La estructura económica, el mercado laboral, las contraprestaciones percibidas a cambio de los aportes, el marco legal y la capacidad de fiscalizar a las empresas juegan un papel fundamental en las posibilidades de ofrecer y acceder a puestos de trabajo formales. En este sentido, las instituciones con rectoría en la esfera del trabajo deben priorizar el diseño de políticas esenciales como:
  • políticas productivas que promuevan el crecimiento de la productividad y el desarrollo de sectores específicos y por este medio, que aseguren su traducción en creación de empleo, garantizando que los puestos de trabajo nuevos y existentes tengan condiciones de trabajo decente;
  • políticas de empleo y leyes laborales que permitan que las personas tengan las herramientas y los mecanismos para acceder a los puestos de trabajo decentes que se crean con el impulso productivo; y,
  • políticas de protección social, promoviendo transacciones formales para avanzar hacia una economía con productividad y distribución equitativa de las ganancias para todos y todas. Para ello, la interacción con la política de salud, de educación y de cuidados es clave.

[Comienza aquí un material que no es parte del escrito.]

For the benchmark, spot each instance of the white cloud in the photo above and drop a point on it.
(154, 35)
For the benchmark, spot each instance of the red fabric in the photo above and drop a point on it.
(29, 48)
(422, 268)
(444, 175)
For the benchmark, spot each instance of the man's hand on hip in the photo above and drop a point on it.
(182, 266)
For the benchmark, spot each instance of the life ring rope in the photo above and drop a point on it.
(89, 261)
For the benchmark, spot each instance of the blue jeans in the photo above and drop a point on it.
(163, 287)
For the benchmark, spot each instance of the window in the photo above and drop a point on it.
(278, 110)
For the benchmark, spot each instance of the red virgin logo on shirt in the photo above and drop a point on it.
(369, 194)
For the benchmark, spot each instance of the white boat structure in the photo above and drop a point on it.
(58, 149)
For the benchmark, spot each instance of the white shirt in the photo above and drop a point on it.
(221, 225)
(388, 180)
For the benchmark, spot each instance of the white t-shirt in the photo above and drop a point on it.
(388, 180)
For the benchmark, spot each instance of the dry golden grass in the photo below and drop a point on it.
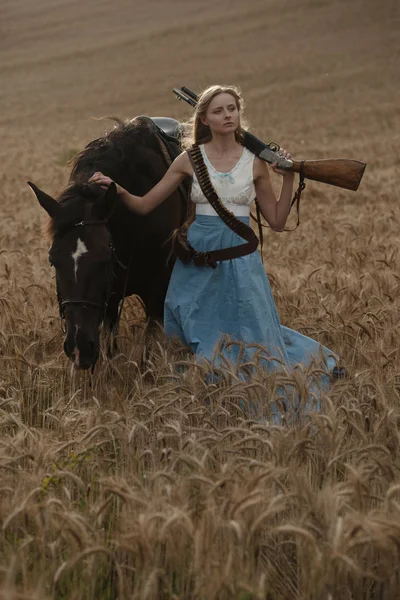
(151, 484)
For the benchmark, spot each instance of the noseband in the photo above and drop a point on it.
(101, 306)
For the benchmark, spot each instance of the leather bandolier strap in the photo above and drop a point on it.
(239, 227)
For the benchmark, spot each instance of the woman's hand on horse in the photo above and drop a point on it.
(104, 181)
(284, 154)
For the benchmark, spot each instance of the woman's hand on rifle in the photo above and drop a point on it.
(284, 154)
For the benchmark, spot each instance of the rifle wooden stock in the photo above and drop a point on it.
(342, 172)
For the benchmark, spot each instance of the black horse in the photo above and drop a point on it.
(101, 251)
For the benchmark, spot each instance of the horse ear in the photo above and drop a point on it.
(51, 206)
(108, 201)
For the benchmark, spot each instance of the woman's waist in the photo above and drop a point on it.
(239, 210)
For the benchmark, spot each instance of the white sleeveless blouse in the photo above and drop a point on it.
(233, 188)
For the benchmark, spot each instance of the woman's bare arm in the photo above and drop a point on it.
(274, 211)
(142, 205)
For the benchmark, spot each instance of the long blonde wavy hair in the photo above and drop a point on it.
(195, 132)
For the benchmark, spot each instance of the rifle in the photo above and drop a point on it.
(342, 172)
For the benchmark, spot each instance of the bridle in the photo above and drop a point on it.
(101, 306)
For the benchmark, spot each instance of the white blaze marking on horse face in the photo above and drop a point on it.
(80, 251)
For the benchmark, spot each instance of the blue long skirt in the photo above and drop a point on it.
(203, 305)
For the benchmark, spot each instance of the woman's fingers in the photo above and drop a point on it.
(284, 153)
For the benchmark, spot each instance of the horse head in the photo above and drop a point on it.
(82, 255)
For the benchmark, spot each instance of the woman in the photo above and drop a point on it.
(203, 305)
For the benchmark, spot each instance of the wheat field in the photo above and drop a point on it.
(143, 481)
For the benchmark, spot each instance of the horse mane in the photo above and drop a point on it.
(129, 145)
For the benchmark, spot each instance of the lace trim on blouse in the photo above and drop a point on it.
(233, 187)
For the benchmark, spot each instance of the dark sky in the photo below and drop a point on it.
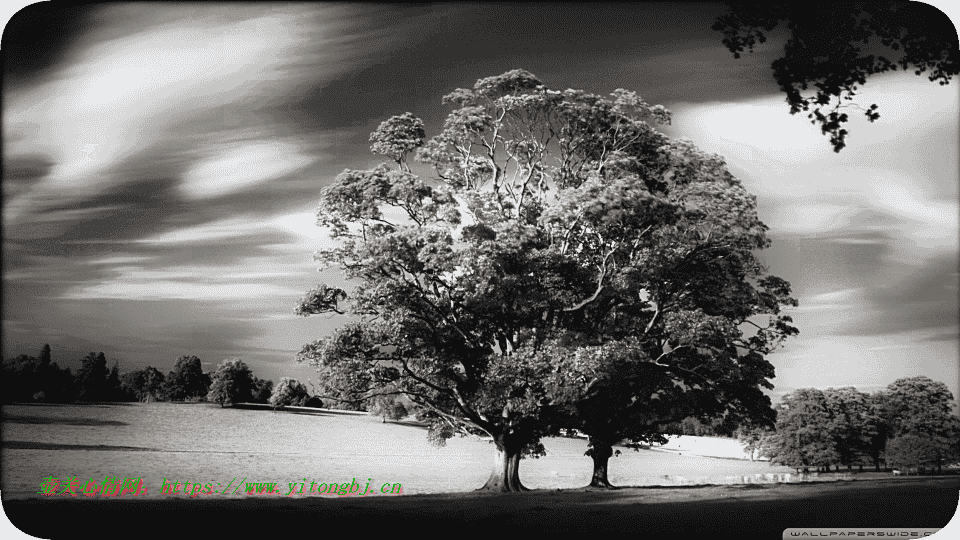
(162, 163)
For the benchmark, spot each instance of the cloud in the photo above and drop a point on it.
(240, 165)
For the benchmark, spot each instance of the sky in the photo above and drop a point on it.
(162, 165)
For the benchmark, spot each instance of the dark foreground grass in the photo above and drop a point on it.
(751, 511)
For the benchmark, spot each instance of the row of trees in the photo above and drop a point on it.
(909, 424)
(565, 266)
(28, 378)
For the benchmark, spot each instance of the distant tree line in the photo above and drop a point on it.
(27, 378)
(908, 425)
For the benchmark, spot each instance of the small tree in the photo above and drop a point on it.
(232, 382)
(187, 380)
(803, 437)
(755, 440)
(289, 392)
(388, 406)
(850, 423)
(92, 377)
(922, 407)
(262, 389)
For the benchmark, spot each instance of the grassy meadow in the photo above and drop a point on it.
(199, 442)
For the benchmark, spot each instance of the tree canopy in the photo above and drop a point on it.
(232, 382)
(289, 392)
(803, 437)
(565, 262)
(835, 47)
(187, 380)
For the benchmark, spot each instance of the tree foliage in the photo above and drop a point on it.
(232, 382)
(261, 390)
(388, 406)
(566, 257)
(835, 47)
(918, 408)
(187, 380)
(144, 385)
(28, 378)
(92, 378)
(803, 437)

Una buena gestión por parte de estas instituciones tiene la potencialidad de reducir la dependencia y vulnerabilidad de una parte de la población al ofrecer un mayor acceso de las personas ocupadas a derechos laborales y de seguridad social. A su vez, tiene efectos contra cíclicos que fortalecen la resiliencia de la economía frente a crisis o contracciones, al tiempo que provee mayor recaudación tributaria al Estado y aportes a la seguridad social.
Para ello, es necesario el concurso de gobiernos nacionales y subnacionales, de empleadores, sindicatos y otros actores relevantes. Los recursos humanos especializados y sistemas de información adecuados son piezas sustanciales para acometer esta tarea.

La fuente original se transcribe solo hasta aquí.